In this exhilarating landscape, Data Dynamics steps in to help the BFSI industry harness the incredible knowledge and expertise embedded within their own organizations’ data, ultimately delivering both immediate and long-term business value. As a leading provider of enterprise data management solutions, Data Dynamics offers the Unified Unstructured Data Management Platform, empowering organizations to structure their unstructured data effectively. The platform encompasses four modules – Data Analytics, Mobility, Security, and Compliance.
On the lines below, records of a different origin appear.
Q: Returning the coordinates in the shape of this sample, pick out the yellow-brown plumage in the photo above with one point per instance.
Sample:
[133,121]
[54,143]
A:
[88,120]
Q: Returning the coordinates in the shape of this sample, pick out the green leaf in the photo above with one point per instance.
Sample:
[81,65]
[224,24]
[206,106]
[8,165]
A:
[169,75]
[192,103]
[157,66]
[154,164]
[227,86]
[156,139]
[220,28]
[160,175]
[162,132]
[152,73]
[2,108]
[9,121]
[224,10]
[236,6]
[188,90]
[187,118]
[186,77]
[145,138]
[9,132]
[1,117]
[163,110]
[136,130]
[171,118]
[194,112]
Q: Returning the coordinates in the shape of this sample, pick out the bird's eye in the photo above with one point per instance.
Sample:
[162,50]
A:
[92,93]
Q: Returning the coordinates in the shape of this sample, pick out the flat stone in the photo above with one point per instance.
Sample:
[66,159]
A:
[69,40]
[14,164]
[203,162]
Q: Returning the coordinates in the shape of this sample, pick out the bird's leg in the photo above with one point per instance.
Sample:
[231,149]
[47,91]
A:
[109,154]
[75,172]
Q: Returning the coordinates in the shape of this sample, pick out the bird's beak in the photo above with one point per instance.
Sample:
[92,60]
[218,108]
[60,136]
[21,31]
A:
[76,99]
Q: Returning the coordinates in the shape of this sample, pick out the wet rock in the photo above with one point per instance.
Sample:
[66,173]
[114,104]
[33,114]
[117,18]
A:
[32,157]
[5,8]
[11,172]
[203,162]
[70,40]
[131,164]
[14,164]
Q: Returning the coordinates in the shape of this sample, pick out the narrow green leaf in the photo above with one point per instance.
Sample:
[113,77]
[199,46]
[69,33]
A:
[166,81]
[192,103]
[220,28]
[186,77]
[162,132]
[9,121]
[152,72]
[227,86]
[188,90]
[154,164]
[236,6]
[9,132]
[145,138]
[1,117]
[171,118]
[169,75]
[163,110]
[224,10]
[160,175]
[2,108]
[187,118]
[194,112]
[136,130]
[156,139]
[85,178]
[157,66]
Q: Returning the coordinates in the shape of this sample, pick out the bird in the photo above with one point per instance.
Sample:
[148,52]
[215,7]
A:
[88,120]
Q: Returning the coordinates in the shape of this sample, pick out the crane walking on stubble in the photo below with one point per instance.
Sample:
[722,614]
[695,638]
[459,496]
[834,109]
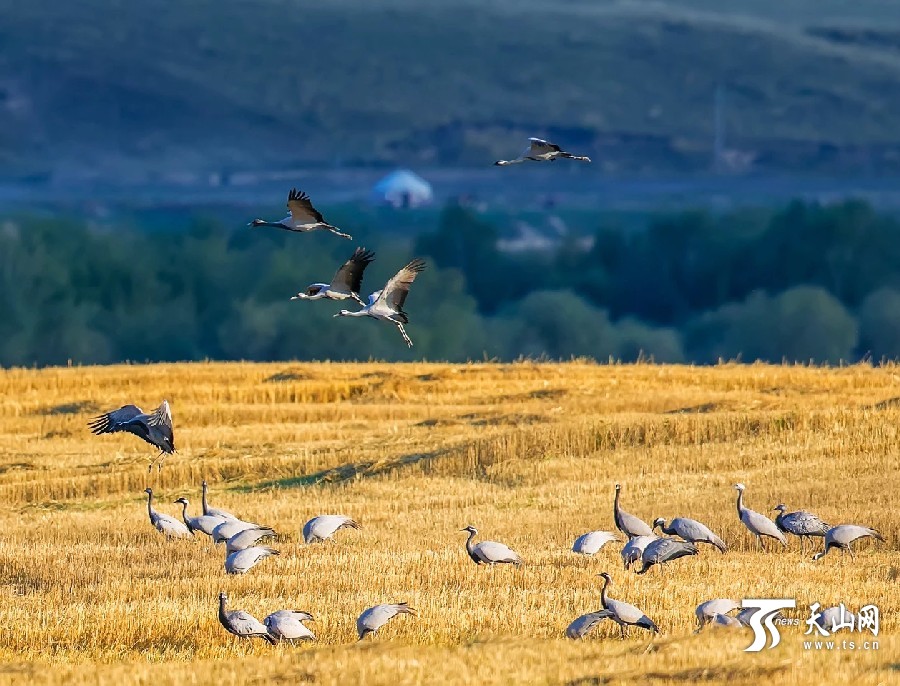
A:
[229,528]
[242,561]
[801,524]
[624,614]
[627,523]
[204,523]
[387,304]
[287,625]
[215,512]
[707,611]
[591,542]
[634,549]
[242,624]
[163,523]
[376,617]
[489,552]
[539,150]
[843,535]
[582,626]
[345,283]
[153,427]
[323,527]
[247,538]
[665,550]
[690,530]
[758,524]
[303,217]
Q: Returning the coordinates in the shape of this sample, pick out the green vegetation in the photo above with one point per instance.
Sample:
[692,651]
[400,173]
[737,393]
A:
[806,282]
[236,85]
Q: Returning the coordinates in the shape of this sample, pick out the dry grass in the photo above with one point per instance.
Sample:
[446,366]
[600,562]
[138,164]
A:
[528,453]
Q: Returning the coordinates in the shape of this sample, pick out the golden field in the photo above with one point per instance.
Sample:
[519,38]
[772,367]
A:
[527,452]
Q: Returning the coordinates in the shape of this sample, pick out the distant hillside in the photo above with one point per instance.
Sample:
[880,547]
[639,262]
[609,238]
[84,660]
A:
[128,89]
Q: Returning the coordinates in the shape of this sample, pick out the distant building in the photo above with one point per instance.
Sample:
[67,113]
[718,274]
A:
[402,188]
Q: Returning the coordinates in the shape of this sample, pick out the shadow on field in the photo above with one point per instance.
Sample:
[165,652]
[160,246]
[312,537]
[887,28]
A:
[885,404]
[696,675]
[695,409]
[351,470]
[78,407]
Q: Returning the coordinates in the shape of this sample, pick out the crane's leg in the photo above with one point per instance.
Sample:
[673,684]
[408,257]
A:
[404,334]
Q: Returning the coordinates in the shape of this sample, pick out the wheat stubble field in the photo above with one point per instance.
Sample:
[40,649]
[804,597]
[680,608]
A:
[528,453]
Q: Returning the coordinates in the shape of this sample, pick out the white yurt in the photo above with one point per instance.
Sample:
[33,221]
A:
[402,188]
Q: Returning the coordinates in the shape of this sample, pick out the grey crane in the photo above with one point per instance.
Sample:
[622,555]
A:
[163,523]
[627,523]
[323,527]
[690,530]
[154,427]
[801,524]
[758,524]
[489,552]
[247,538]
[204,523]
[229,528]
[624,614]
[345,283]
[242,624]
[665,550]
[302,217]
[387,304]
[726,621]
[241,561]
[583,625]
[539,150]
[632,551]
[591,542]
[707,611]
[843,535]
[376,617]
[287,625]
[207,510]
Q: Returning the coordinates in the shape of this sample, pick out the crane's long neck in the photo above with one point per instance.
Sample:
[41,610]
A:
[184,515]
[469,545]
[603,592]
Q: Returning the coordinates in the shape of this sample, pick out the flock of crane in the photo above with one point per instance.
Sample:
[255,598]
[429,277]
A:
[242,539]
[387,304]
[243,550]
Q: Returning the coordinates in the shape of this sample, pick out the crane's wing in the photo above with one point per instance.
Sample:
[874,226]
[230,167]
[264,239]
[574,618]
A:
[115,420]
[301,209]
[162,416]
[396,290]
[540,147]
[349,276]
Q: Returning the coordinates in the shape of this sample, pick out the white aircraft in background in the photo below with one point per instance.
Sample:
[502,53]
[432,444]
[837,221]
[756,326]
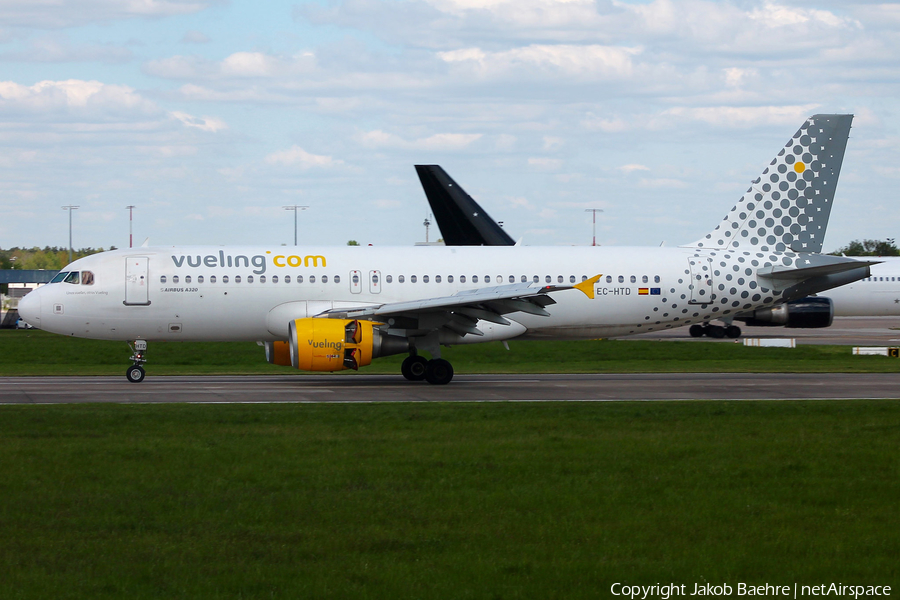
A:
[329,309]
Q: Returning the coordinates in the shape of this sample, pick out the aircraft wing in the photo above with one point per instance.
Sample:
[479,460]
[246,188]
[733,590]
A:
[462,311]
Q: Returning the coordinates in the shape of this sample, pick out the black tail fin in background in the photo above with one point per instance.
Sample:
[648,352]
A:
[461,220]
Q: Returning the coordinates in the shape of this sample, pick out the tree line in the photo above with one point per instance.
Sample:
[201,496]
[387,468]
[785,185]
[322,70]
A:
[51,258]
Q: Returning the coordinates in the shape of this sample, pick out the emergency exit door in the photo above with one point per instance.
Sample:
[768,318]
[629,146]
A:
[137,281]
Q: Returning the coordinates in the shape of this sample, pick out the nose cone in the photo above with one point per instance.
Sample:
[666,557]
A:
[30,308]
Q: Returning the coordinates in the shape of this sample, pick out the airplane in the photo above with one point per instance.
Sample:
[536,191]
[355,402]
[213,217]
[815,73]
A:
[338,308]
[463,221]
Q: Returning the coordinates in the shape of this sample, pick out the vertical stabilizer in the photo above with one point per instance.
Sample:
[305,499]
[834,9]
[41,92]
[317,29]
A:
[787,207]
[461,220]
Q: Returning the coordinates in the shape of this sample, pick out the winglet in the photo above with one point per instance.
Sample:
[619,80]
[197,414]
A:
[587,286]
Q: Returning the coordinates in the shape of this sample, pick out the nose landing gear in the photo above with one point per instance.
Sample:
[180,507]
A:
[135,373]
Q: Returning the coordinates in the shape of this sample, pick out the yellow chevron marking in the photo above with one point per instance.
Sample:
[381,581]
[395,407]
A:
[587,286]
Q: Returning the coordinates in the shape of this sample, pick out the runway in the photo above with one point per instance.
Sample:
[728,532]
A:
[463,388]
[845,331]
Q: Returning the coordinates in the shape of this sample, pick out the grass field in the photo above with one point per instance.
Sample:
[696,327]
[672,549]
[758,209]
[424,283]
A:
[444,501]
[40,353]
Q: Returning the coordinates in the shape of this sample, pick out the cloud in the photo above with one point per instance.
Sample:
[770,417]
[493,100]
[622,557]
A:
[297,156]
[195,37]
[438,141]
[52,14]
[545,164]
[210,124]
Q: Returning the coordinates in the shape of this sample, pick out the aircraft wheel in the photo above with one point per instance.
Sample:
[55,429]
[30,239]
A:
[715,331]
[733,332]
[135,373]
[414,367]
[438,372]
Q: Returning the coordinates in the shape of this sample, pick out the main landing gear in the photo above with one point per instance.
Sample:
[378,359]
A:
[436,371]
[715,331]
[135,373]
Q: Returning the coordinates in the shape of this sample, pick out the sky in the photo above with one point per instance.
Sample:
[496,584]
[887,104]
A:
[210,116]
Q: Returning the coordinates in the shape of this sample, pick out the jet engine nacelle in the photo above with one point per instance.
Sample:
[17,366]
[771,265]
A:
[333,345]
[805,313]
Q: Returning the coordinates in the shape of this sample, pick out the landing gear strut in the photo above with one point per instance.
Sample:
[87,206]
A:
[135,373]
[715,331]
[436,371]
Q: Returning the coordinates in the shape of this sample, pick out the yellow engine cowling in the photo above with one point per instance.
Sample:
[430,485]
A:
[332,344]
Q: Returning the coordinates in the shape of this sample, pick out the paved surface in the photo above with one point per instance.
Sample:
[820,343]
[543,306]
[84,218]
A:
[464,388]
[848,331]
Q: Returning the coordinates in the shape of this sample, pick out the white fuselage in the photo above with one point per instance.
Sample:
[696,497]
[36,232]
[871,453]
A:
[198,293]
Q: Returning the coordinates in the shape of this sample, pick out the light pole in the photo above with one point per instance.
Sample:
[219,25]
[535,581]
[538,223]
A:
[595,211]
[70,208]
[295,208]
[130,208]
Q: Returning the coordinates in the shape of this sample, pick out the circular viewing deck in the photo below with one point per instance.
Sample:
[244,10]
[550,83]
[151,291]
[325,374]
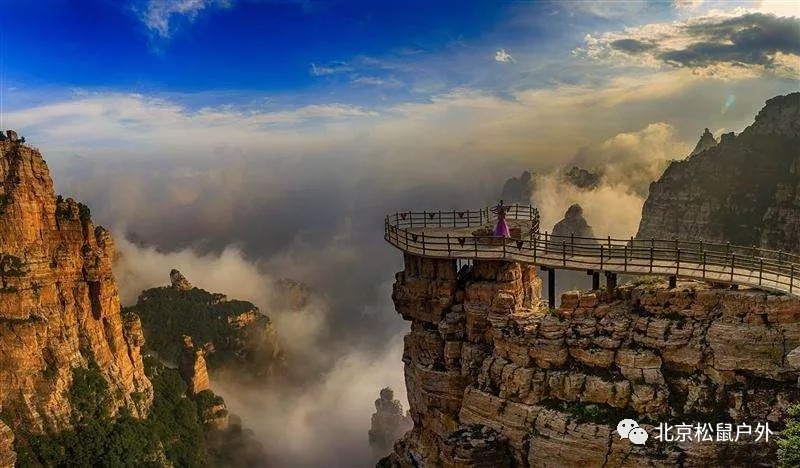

Proven in over 300+ organizations, including 28 Fortune 100 companies and six of the world’s largest banks, this comprehensive platform acts as a one-stop solution, enabling financial organizations to fully capitalize on the capabilities of unstructured and high-volume data, thus attaining and maintaining a competitive edge.
With Data Dynamics, financial enterprise customers can eliminate the use of individual point solutions with siloed data views. Instead, they can utilize a single software platform to structure their unstructured data, unlock data-driven insights, secure data, ensure compliance and governance and drive cloud data management.